Are You Ready for Freedom?

The French call it “metro, boulot, dodo.” It means the grinding daily routine of “commute, job, sleep.”

There’s something about it that creates an inner void.

I got all too familiar with this pattern when I got my first corporate 8-to-5 job after college. Only after several months with it, I felt bored and imprisoned.

I’m reminded of a client, Riza, 33, who had an experience similar to mine. She said that she developed depression and panic attacks because of her job.

Emotionally and physically, Riza’s just enduring work chained to a desk she can’t stand.

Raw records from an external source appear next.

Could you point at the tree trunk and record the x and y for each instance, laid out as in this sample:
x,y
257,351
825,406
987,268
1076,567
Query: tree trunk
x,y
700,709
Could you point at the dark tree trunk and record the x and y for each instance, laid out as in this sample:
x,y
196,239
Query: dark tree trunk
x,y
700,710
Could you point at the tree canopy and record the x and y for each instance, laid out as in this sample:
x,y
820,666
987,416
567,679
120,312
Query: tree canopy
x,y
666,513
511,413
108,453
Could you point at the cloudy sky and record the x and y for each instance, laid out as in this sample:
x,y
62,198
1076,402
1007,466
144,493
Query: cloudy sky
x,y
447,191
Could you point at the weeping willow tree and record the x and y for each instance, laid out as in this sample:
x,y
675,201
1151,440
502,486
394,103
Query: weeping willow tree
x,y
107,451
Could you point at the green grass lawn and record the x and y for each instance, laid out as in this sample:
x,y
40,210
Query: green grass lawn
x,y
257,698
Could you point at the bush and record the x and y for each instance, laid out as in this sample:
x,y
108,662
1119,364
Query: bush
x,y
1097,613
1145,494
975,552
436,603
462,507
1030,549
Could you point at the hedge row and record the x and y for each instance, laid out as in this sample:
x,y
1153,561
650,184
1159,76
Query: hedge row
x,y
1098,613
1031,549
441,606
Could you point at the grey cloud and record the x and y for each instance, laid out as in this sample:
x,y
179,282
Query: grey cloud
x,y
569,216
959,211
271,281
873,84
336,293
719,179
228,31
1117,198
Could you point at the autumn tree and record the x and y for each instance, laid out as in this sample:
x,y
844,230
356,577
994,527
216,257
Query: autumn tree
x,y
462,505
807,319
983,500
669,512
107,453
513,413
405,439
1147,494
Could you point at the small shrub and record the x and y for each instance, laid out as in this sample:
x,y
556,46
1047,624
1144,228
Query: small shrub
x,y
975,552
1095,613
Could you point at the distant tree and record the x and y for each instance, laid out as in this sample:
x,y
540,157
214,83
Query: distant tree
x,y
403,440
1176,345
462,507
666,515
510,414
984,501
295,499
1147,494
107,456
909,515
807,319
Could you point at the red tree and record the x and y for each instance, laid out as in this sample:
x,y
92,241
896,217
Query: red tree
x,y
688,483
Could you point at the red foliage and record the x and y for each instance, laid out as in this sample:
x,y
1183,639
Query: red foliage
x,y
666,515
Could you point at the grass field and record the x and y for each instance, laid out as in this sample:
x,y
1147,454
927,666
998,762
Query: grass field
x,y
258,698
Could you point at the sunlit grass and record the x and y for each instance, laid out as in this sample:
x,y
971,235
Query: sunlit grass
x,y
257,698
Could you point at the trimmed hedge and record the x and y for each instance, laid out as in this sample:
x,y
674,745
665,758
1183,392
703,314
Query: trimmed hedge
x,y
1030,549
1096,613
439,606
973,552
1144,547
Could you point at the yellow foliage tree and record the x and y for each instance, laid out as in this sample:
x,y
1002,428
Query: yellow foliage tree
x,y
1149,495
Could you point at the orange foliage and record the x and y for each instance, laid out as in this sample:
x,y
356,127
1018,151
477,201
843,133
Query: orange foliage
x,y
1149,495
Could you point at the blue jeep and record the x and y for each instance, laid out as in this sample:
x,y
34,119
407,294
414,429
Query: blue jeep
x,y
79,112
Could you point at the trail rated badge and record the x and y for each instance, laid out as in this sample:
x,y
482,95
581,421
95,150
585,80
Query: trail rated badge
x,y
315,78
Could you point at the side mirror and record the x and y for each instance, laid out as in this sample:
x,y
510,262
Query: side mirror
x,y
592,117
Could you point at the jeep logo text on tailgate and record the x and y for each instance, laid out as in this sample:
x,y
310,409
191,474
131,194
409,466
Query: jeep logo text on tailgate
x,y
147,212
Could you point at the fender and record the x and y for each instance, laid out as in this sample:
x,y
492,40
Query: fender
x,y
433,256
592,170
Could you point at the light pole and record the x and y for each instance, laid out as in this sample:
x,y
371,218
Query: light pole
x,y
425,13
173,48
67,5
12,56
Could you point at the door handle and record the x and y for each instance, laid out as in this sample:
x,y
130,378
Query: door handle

She felt unfree, un-living.

Like most people, Riza and I experienced the “metro, boulot, dodo” syndrome.

In our sessions, Riza first blamed her parents. She grew up laboring under her parents’ insecurities and misapprehensions about money and their employment. She learned her “condition” from them.

Finally, she discovered a secret, which is refreshingly simple: whatever passion or idea you have, put it to work, out into the world, learn what works and what people want from you.

The last time she updated with me, she has now become her own boss, a successful entrepreneur, displaying her paintings in public exhibits and making lots of money online while traveling.

Riza started with leaves falling from the trees, in a French syndrome state. But now, after taking bold steps to fight for purpose and freedom, she has become who she really is.

Are you ready for freedom?

“I am no bird; and no net ensnares me: I am a free human being with an independent will,” as Charlotte Bronte put it in Janeeyre.